The Word Error Heard Round The World
What does this scene from Friends have to do with transcription? Phoebe misheard "Tiny Dancer" as "Tony Danza" and it changed how an entire generation heard this Elton John classic. Her mistake is an example of a Word Error when processing audio, known as a substitution error. It turns out that Word Errors in transcription can be agent coaching opportunities.
A Brief History of Transcription
Transcription, the process of converting speech to text, has existed far longer than you might imagine. How long, you ask? Well, for the bulk of history, transcription was done employing a method called shorthand. We all learn to write in longhand in school, but shorthand is a specialized, abbreviated, symbolic writing method used to write much faster. The earliest known reference to shorthand comes from a marble slab dating to roughly 350 BCE found at the Parthenon in Greece. If you're good at math, you've already figured out that the tablet is nearly 2,400 years old. If you had guessed roughly 2,400 years at the beginning of this section, you are probably the life of the party. Other than the specifics of the particular shorthand system used, transcription technology didn't change much until 1970.
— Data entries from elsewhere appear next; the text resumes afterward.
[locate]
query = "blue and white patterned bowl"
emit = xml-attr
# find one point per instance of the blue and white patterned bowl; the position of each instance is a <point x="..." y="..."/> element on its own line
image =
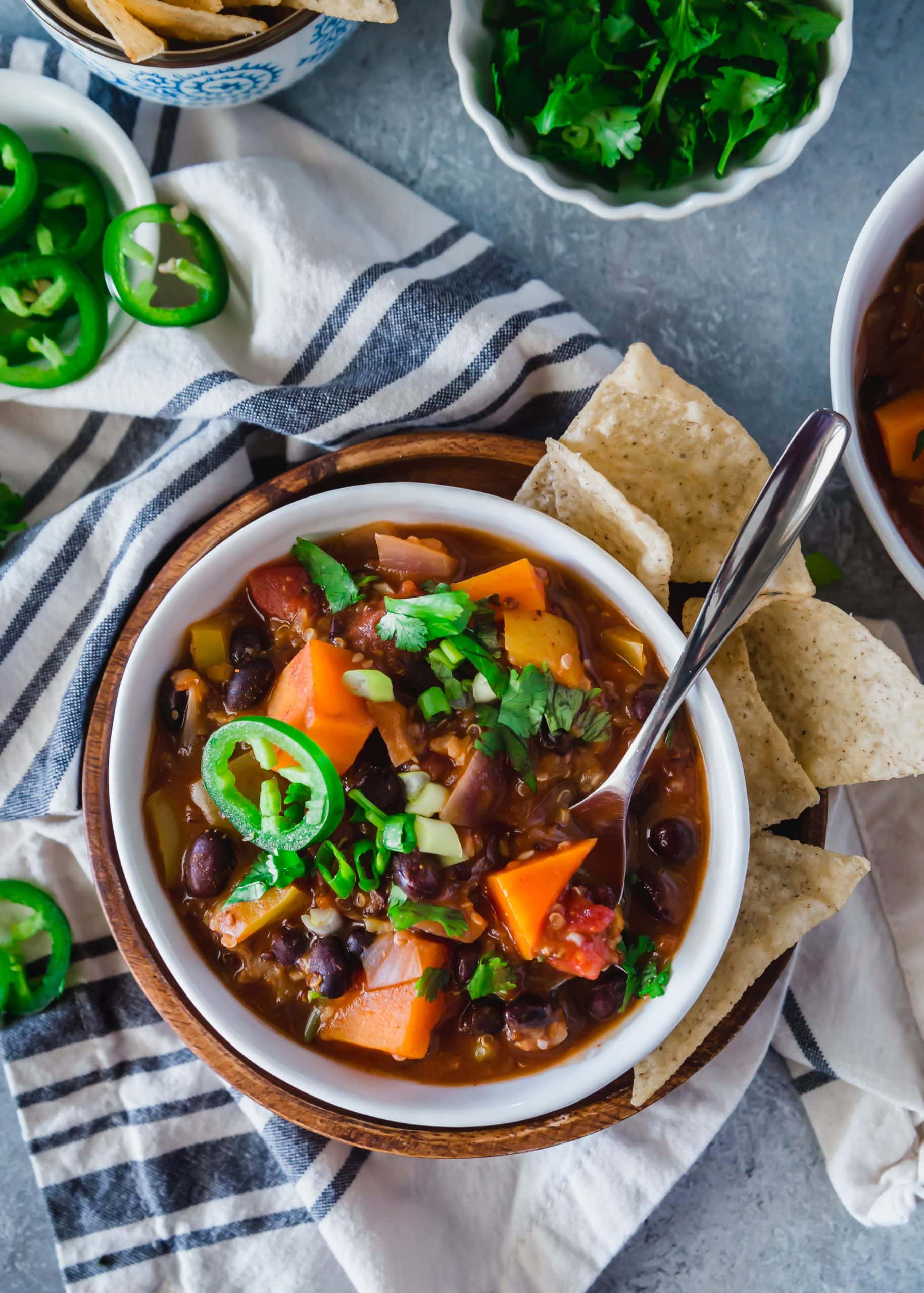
<point x="240" y="72"/>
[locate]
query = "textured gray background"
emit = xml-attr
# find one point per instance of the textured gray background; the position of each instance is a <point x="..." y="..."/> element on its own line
<point x="739" y="301"/>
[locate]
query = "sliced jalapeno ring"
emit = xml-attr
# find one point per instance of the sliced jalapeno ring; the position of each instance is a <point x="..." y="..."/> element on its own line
<point x="311" y="768"/>
<point x="208" y="273"/>
<point x="25" y="996"/>
<point x="16" y="200"/>
<point x="65" y="280"/>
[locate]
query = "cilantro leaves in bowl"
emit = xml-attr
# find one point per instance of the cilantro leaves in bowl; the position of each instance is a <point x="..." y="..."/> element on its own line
<point x="654" y="93"/>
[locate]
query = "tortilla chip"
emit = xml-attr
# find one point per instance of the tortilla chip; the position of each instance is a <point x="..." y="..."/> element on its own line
<point x="193" y="25"/>
<point x="539" y="490"/>
<point x="135" y="39"/>
<point x="356" y="11"/>
<point x="848" y="707"/>
<point x="778" y="788"/>
<point x="210" y="6"/>
<point x="587" y="502"/>
<point x="680" y="458"/>
<point x="791" y="889"/>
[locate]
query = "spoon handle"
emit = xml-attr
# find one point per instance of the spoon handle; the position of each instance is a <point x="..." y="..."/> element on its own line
<point x="768" y="533"/>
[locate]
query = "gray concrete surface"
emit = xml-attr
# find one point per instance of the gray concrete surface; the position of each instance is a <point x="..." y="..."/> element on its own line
<point x="739" y="301"/>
Transcription from Recorded Audio
The 70's are famous for more than polyester leisure suits, disco, CB radios, and bad mustaches. The 70's also gave rise to the cassette tape. Portable cassette recorders meant that not only did the transcriptionist not have to be physically present, but the ability to pause and rewind meant that shorthand became unnecessary.
From Analog to ASR
Digital recording formats, particularly the Compact Disc (CD), eventually replaced analog cassette tapes in the music industry. But it was the digital file formats, particularly the MP3, that changed transcription. Portable recorders became incredibly small, very inexpensive, and could simply become a feature of other devices, including mobile phones. Contact Centers could record and store phone calls without cumbersome magnetic tape reels.
Today's digital recording methods can allow voice recordings to be ingested by computer systems instantly. Rather than relying on humans to manually transcribe a recording, Automatic Speech Recognition (ASR) combines decades of research in computer science, linguistics, and computer engineering to generate text from speech almost instantly.
Error Rates and Coaching Opportunities
By 2016, Microsoft achieved human parity with ASR with a WER of 5.9%, the same as a professional stenographer. ASR performance is typically measured by Word Error Rate (WER) or Word Accuracy (WAcc). As Contact Centers began evaluating transcription and analysis platforms, these measurements became critical to understanding how automated systems would perform. Could a system transcribing 100% of calls replace a Quality Assurance team? Could contact center leaders get call-driver data without manual agent dispositions? As someone who vetted possible commercially available solutions at that time, I can tell you with certainty that the WERs were still way too high to be relied upon for these functions. While WERs were incredibly low in "perfect" settings like a lab, Contact Center call recordings are anything but perfect. Background noise, various accents, industry jargon, speakers talking over each other, non-native speakers, compressed audio recordings - basically everything you would avoid in a lab setting is present in nearly every Contact Center's vault of call recordings.
Advances in the technology, however, have gotten typical WERs in contact center settings under 17%. Is that good enough? Consider that the average sentence is 15 to 20 words and the formula for WER = (# of words inserted + # of words deleted + # of words substituted) / total # of words. That means a single error (missed, added, or incorrectly transcribed word) in a sentence equates to a WER of 5 to 7%. When you consider the professional stenographer rate reached in 2016 was 5.9%, it lines up perfectly as an error per sentence. In that context, 2-3 errors per sentence with less than ideal conditions is pretty amazing.
No matter how low WERs get, one major problem still exists with this measure - is the problem with the person speaking or the transcription? Contact center agents, more than most speakers, say the same phrases over and over, every day.
Thank you for calling Happitu, how can I help you today?
If you've read this far, you know exactly what happens to the phrase - it gets compressed. It's said faster and faster with less and less attention to enunciation over time. Why? We begin using our brain's auto-pilot feature. While this feature is incredibly useful, it can make the things we're saying more difficult to understand. Consider this actual transcription produced by Happitu:
This is where I tell you that Comcast is not one of our partners. But if you were to listen to the audio, it's easy to hear why the ASR missed the mark. The brand the agent actually said was spoken very quickly, on auto-pilot, and sounded very much like "Comcast" even though they were in the business of pest control and not internet and cable services.
So where was the failure? The ASR, the phone connection, the agent's auto-pilot, the audio recording compression, agent accent, or even the mic and its placement can all contribute to a mistranscription. In this particular case, the agent's pace in the branding contributed significantly to the error as evidenced by the rest of the call not suffering from the same issues.
This is where Word Errors become potential coaching opportunities for agents. When you observe transcription errors, listen to the call and ask yourself what might have caused this particular error. Yes, it could be an ASR failure. It could be unavoidable background noise in your contact center. But it could also be simple agent behavior that can be corrected.